Her ultimate goal for the project “is to keep going!” she said. “There is a huge gap in bird knowledge that I believe can be filled through illustration. I gathered a few usable points of data on the trip that will turn into final illustrations, but I know there is so much more that could be captured the way I am trying to capture it.”

RARE Appalachia isn’t only about projects. Participating students do so much more. Led by two faculty mentors, Professor of Sociology Aysha Bodenhamer – the university’s sustainability manager – and Professor of Religious Studies Paul Thomas, students kayaked scenic rivers and hiked through deep forests. They took a behind-the-scenes peek at the historic Barter Theatre in Abingdon, Virginia, explored a cave in Dungannon, Virginia, and dined with cowboys and learned from rangers, scientists, scholars and locals who are reshaping how people live, work and think about the area.

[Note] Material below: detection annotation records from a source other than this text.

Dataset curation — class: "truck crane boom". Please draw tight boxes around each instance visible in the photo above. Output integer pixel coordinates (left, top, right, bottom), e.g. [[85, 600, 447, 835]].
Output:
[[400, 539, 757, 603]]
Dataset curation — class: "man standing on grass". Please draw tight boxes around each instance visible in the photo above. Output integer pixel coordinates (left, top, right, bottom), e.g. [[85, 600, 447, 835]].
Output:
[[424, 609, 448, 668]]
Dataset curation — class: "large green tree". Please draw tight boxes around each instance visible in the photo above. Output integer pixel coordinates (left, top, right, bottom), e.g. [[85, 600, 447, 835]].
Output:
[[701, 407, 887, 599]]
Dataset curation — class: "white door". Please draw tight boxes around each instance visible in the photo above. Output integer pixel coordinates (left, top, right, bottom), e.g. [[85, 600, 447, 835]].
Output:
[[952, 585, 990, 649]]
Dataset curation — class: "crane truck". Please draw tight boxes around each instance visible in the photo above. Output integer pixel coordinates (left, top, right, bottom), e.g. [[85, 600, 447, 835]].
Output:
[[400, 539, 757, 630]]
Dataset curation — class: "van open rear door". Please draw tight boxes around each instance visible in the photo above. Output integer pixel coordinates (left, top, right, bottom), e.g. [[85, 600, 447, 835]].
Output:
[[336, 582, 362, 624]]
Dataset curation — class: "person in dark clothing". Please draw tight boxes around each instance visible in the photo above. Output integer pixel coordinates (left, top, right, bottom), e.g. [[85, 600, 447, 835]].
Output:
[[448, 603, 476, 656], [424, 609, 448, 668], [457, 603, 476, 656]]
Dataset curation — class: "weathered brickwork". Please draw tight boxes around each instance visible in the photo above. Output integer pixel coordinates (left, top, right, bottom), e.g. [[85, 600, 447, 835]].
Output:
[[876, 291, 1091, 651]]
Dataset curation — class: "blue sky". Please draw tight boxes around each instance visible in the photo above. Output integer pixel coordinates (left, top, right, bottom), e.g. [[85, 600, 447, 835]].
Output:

“Students agreed that the potential for immersion in the Appalachian landscape was best realized at Stuart Land and Cattle,” Thomas said, “where they got to explore the Little River, bog pond and old cedar forests.”

RARE Appalachia was “one of the most special things that I have gotten to be a part of in my college career thus far,” Cook said. “There were some things that happened out there that are completely indescribable. You get really close to this huge group of people really fast, and you're uncomfortable 90% of the time, and you're also having the most fun you've ever had while you're learning as much as you possibly can. It's just special. It was sad and beautiful and hard and important and perfect.”